Children diagnosed with attention deficit hyperactivity disorder (ADHD) may just be "immature" compared to their school peers, a new study has suggested.
Researchers found the percentage of children diagnosed with ADHD significantly changes depending on their month of birth - 2.8% of boys born in September were diagnosed with the condition, but the figure increased to 4.5% for those born in August.
Children who were born in August were more likely to be diagnosed with ADHD
For girls in the study, the percentage rose from 0.7% of those born in September to 1.2% with August birthdays.
"Our findings emphasise the importance of considering the age of a child within a grade when diagnosing ADHD and prescribing medication to treat ADHD," said Dr Mu-Hong Chen, lead author of the study.
The NHS states symptoms of ADHD in children include a short attention span or being easily distracted, restlessness, constant fidgeting or overactivity and being impulsive.
When broken down and analysed according to age, nursery or primary school-aged children born in August had an increased risk of being diagnosed with ADHD and receiving ADHD medication.
However, teenagers born in August did not have an increased risk of ADHD diagnosis.
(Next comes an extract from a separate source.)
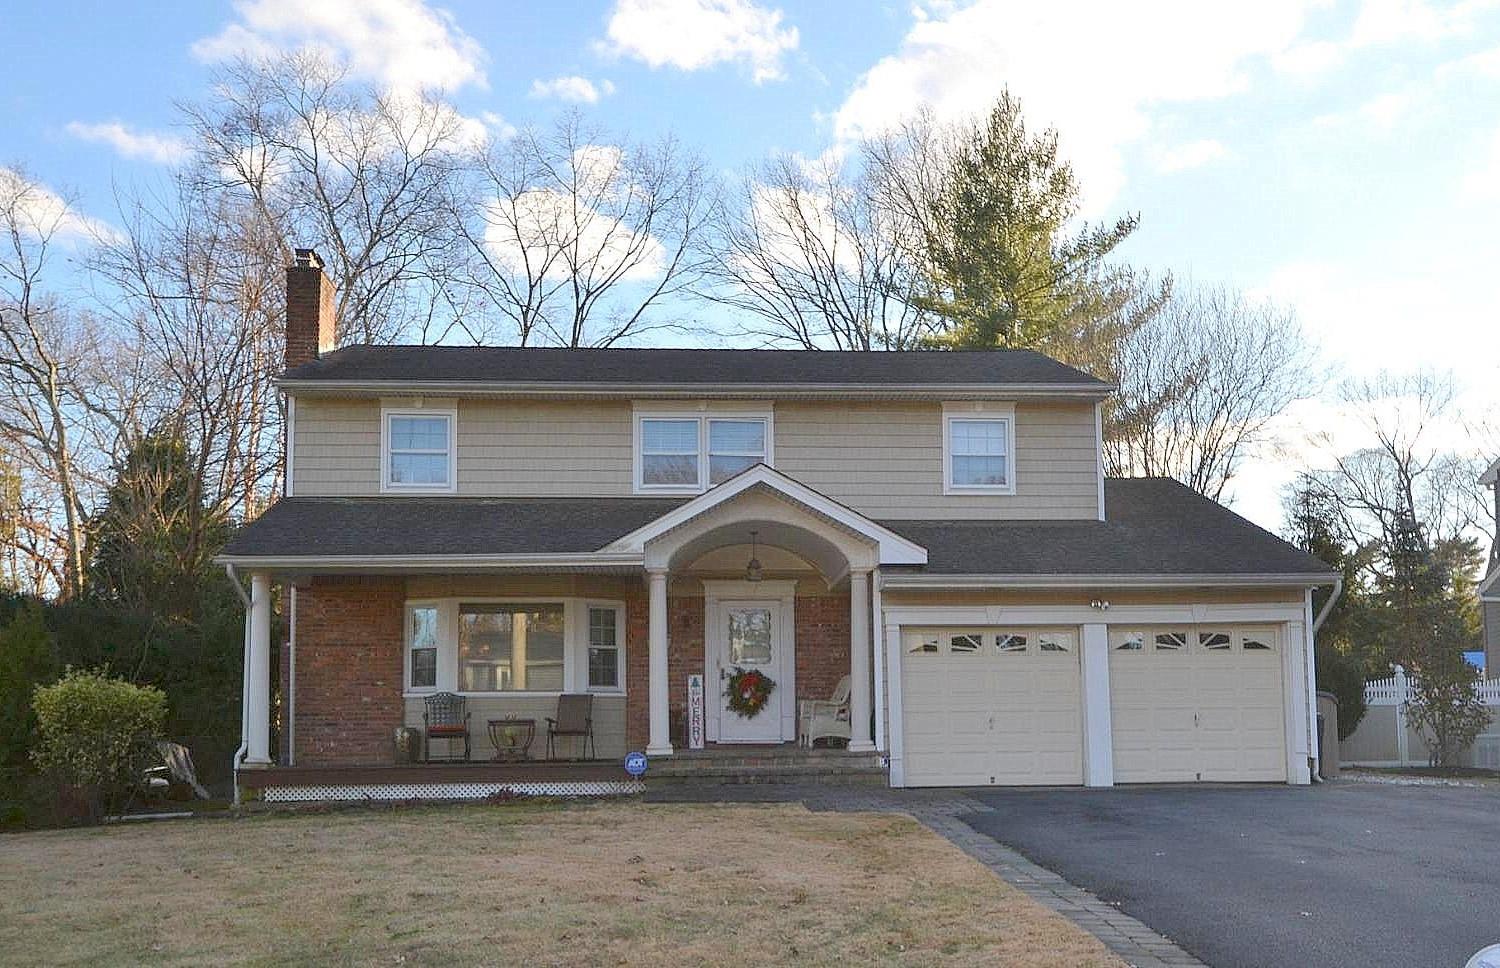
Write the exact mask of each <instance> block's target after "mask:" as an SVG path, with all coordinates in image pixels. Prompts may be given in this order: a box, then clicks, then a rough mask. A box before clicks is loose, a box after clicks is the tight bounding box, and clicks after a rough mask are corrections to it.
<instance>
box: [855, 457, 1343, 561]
mask: <svg viewBox="0 0 1500 968" xmlns="http://www.w3.org/2000/svg"><path fill="white" fill-rule="evenodd" d="M1104 516H1106V518H1107V521H882V524H883V525H885V527H888V528H891V530H892V531H897V533H898V534H901V536H903V537H907V539H910V540H913V542H916V543H918V545H921V546H922V548H926V549H927V566H926V567H915V569H910V570H912V572H916V573H929V575H1230V576H1233V575H1325V573H1326V575H1332V573H1334V572H1332V569H1329V566H1328V564H1325V563H1323V561H1320V560H1317V558H1314V557H1313V555H1310V554H1305V552H1302V551H1299V549H1298V548H1296V546H1293V545H1290V543H1287V542H1284V540H1281V539H1280V537H1277V536H1275V534H1272V533H1271V531H1266V530H1263V528H1260V527H1259V525H1256V524H1251V522H1250V521H1247V519H1245V518H1241V516H1239V515H1236V513H1235V512H1232V510H1230V509H1227V507H1224V506H1223V504H1217V503H1215V501H1211V500H1208V498H1206V497H1203V495H1200V494H1197V492H1196V491H1193V489H1191V488H1187V486H1184V485H1181V483H1178V482H1176V480H1170V479H1166V477H1130V479H1110V480H1106V482H1104ZM903 570H907V569H903Z"/></svg>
Study authors said this implied that increasing age and maturity lessens the impact of birth month on ADHD diagnoses.
The authors concluded that teachers may be comparing behaviour of the more mature children born in September, to the younger children who are nearly a year younger.
Percentages of boys with ADHD compared to birth month
September - 2.8
October - 2.8
November - 3.1
December - 3.1
January - 3.5
February - 3.4
March - 3.9
April - 3.9
May - 3.9
June - 4.1
July - 4.2
August - 4.5
Dr Chen added: "When looking at the database as a whole, children born in August were more likely to be diagnosed with ADHD and/or receive ADHD medication than those born in September.
Dr Kuben Naidoo, consultant psychiatrist and chairman of the ADHD Foundation, said although the findings of the study were interesting, they must be treated with a "degree of caution".
"The authors have stressed that they conducted this study to determine if findings in an Asian population mirrored results from earlier work carried out in Western populations," he said.
"These earlier studies did in fact confirm the potential influence of relative age on the diagnosis and treatment of ADHD in children and adolescents.
"While the study findings indicate an increase in the rate of diagnosis and treatment for ADHD in this Taiwanese population, the authors acknowledge significant limitations including absence of key information such as family history and environmental factors."
Dr Naidoo said the study highlights the importance of ensuring the assessment for ADHD is rigorous and relies on a variety of sources of information.
He said in the UK, the assessment and diagnosis of ADHD across the lifespan is "robust" and relies on information gathered from a number of sources including the family and school.
"The option to treat with medication is not taken lightly and consideration is also given to psychological strategies to support the individual," he added.
"The issue is not as simple as assuming that age, as an indicator of neurocognitive maturity, influences ADHD symptoms as we do see a significant number of adults presenting to psychiatric services for the first time with symptoms of ADHD."